Hal itu bisa dilakukan melalui mandatory (kewajiban) kemitraan pabrik dengan petani. Jadi, pabrik rokok punya kepentingan yang lebih besar terhadap kualitas dan volume produksi tembakau lokal. Kata Budidoyo, soal wajib bermitra dengan petani sudah diusulkan sejak lama ke pemerintah. Namun, sampai saat ini tidak juga digubris.

Kemitraan tidak hanya dibangun di atas lahan yang sudah ada. Dalam perhitungan Budidoyo, dengan luas lahan saat ini, produktivitas bisa digenjot paling banter hingga sekitar 200.000 ton per tahun. Masih jauh dari kebutuhan yang sekitar 350.000 ton.

Maklum, kondisi lahan dan struktur tanah membuat produktivitas ada batasannya.

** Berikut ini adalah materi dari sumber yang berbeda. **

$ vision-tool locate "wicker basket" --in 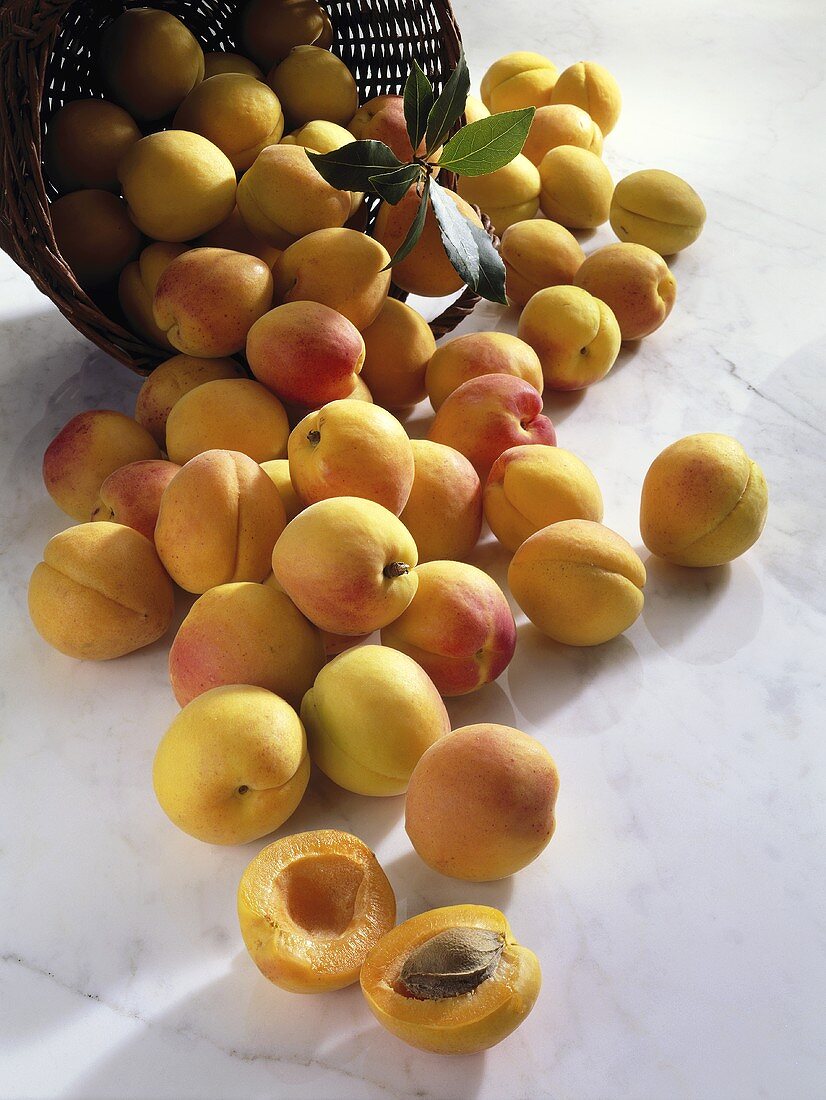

Ada daerah yang bisa menghasilkan hingga 1,5 ton tembakau per ha. Tidak sedikit yang produksinya rata-rata cuma 700 kg per ha.

Faktor lainnya, kata Soeseno, masih banyak petani yang mengolah lahan tembakaunya secara tradisional. Padahal, teknologi dan cara bertani yang tepat mampu meningkatkan produksi tembakau.

Dua tahun terakhir, program kemitraan sudah dijalankan di beberapa kota penghasil tembakau di Indonesia. Misalnya  Madura, Jember, Bondowoso dan Lumajang serta wilayah sekitar Jawa Tengah yakni Rembang, Wonogiri, dan Purwodadi. Hasilnya, cukup membantu petani yang menjadi mitra.

Rupanya, pemerintah sudah berpikir untuk mendorong kemitraan pabrik rokok dengan petani. Cuma caranya bukan melalui mandatory seperti yang diusulkan oleh Budidoyo dan Soeseno.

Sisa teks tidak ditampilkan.